Originally from Asia, natural cane has conquered followers in Brazil since colonial times, due to its lightness and coolness
14 Mar 2019, 9:25 pm
BY REGINA GALVÃO
“When I made furniture, cane was almost inexistent, nobody used it. I reinstituted cane from colonial traditions. Cane comes from India and became a Brazilian tradition. Cane was used in Brazil for a long time. It was suitable for local natural conditions, specially the heat in Rio de Janeiro and even São Paulo. It was one of the necessary elements in a modern piece of furniture”.
The testimony of Portuguese Joaquim Tenreiro is included in the book “Madeira, arte e design” [Wood, art and design], launched in 1985 to celebrate the 35th anniversary of the company João Fortes Engenharia. In the interviews given to the organizers of the event, Ascânio MMM e Ronaldo Rego Macedo, Tenreiro comments his surprise when arriving in Brazil in 1928, and realizing that the style of our furniture had nothing to do with the local climate, following European patterns and showing great quantities of velvet and damasks.
Along the conversation, Tenreiro even quotes a letter from the Portuguese writer and diplomat Eça de Queiroz to the journalist Eduardo Prado in 1900, in which he references such characteristics in Brazilian homes: “…there wasn’t one honest cane chair, where at the end of the day, the body could find rest and coolness; and there they go, the damasks in strong colors, furniture with gold feet, thick tassel curtains, the cumbersome upholstered decorations with which Paris and London defend themselves from the snow, and where the microbe triumphs…”.

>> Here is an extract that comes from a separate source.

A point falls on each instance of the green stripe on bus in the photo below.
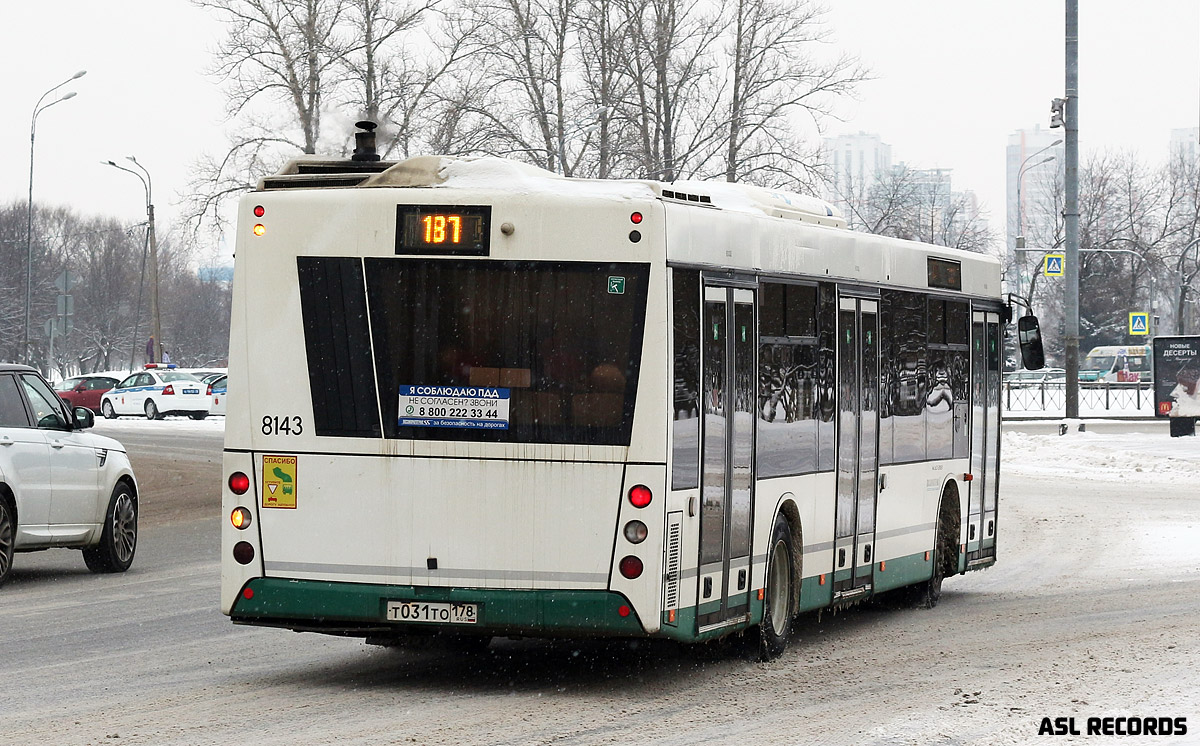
(580, 612)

It is worthy to say that it was not always like that. Natural cane was present in the furniture produced here during colonial times, specially in the mansions of Rio de Janeiro, but lost its territory with the arrival of John VI of Portugal and the opening ports, which introduced the tropics to neoclassicism, influencing the hybrid style in local production. It then returned to popularity in the 1940s with the creation of the first pieces of modern furniture, that had as pioneer precisely Joaquim Tenreiro. Ready to make items with dimensions more adequate for the new starting architecture, and with materials better suited to our climate, the Portuguese designer began to employ natural weave in its pieces, at times in the seat, others in the back, or in both.

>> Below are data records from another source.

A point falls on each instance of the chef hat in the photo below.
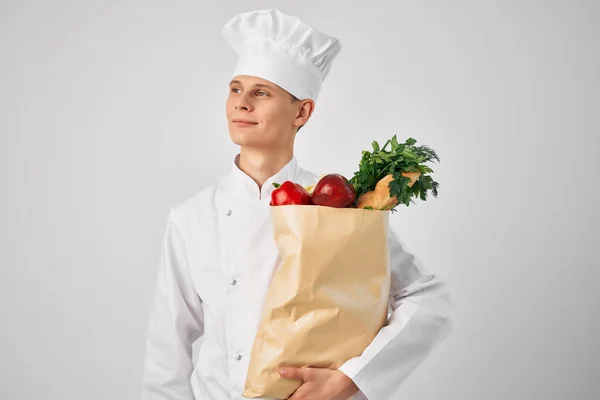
(282, 49)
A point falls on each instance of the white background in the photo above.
(113, 111)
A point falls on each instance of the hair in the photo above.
(295, 100)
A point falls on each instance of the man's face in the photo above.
(268, 106)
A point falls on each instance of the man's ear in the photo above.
(305, 110)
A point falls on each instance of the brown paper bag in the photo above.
(329, 297)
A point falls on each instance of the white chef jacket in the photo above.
(217, 259)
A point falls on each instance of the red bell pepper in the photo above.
(289, 193)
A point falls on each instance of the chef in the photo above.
(218, 254)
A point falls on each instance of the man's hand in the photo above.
(320, 383)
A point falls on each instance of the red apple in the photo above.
(333, 190)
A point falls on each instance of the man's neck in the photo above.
(260, 165)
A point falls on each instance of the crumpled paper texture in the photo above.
(328, 298)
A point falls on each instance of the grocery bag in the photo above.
(328, 298)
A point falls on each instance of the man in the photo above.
(218, 253)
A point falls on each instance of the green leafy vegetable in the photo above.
(402, 157)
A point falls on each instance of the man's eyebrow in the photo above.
(235, 81)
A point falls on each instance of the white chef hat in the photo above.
(282, 49)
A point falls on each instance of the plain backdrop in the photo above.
(113, 111)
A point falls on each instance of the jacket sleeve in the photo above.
(176, 321)
(421, 318)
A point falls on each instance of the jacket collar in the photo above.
(289, 172)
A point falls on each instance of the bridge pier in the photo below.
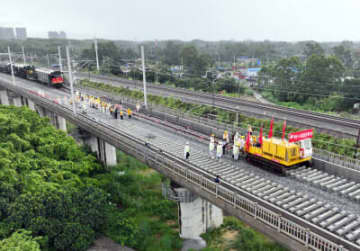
(106, 153)
(41, 111)
(196, 215)
(61, 123)
(4, 97)
(31, 104)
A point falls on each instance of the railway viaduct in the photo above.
(191, 182)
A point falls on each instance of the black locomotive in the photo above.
(45, 76)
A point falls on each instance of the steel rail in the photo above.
(236, 101)
(307, 233)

“The cane is not a Brazilian invention, but using it frequently and very elegantly, Tenreiro nationalized it”, Graça Bueno ponders, owner of Passado Composto Século XX gallery, of São Paulo. She reminds us of other classics from that same time that also surrendered to the open weave: Geraldo de Barros, with the M110 (from the fifties); Branco & Preto, with the chair Palhinha (1952); Móveis Ambinete, the gallery and manufacturer from São Paulo; Sergio Rodrigues, with the chair Lucio (1956) and the armchair Oscar (1956); Oscar e Anna Maria Niemeyer, with the bench Marquesa (1974) and the chaise-longue Rio (1978), amongst so many others. At SP-Arte, the gallerist will bring two chairs of the model Recurva de Espaldar Alto, with both seat and back in natural cane, created in 1949 by Tenreiro.
Amongst contemporary designers, natural cane is still a success with its sheerness, ventilation and artisanal touch. From Rio, Gustavo Bittencourt employs the material since 2009, when, as a student, he created the rocking chair Nonô. In his portfolio are many other pieces of likewise style. The most recent ones are from the line Benjamin, composed of a chair and an armchair with footrest, that will be showcased in the next SP-Arte. “I like the lightness and the comfort it provides. Moreover, the material softly adapts to shapes of the body”, he says.

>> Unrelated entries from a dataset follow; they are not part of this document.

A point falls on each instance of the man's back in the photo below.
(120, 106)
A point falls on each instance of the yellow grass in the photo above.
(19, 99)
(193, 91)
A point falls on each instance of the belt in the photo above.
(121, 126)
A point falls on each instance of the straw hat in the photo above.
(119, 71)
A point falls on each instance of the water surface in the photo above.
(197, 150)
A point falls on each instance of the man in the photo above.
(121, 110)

Gerson de Oliveira, Luciana Martins’ duo at design studio Ovo, returns to the raw material in their new collection after ten years. “Even if the material references the past, our intention was always renewing such element, as we did with the chair Terceira and the line of folding screens I Beg Your Pardon, in which whole screens were combined with wooden structures”, he tells us. “The open weave came back in our chairs Alça and Trapézio, because the sheerness helps to highlight the sinuous lines of the wooden structure”, nods Gerson.
Regina Galvão is a journalist, graduated by the Social Communication School Casper Líbero, with a pre-MBA in Marketing by the California University in San Diago (UCSD), with postgraduate studies in Art History at Fundação Armando Alváres Penteado (FAAP), in São Paulo. As an editor, she worked in magazines like Casa Claudia, within Abril, and Casa Vogue, of Globo Condénast. In 2018, she participated in the curatorial team of the show Brazilian Stones, Original Design, coordinated by Adélia Borges at the Vitória Stone Fair, in Vitória, and was a curator in the exhibits MoMA Design – Collection Fiesp (2017), at the Shopping Mall D&D; Pensamento Circular (2014) at the Museu da Belas Artes (Muba); amongst others.
At this 15th SP-Arte, the design sector comes to its 4th edition. Focused on furniture, lighting and antiques, the sector gathers major contemporary designers in the country, as well as classic names within Brazilian design.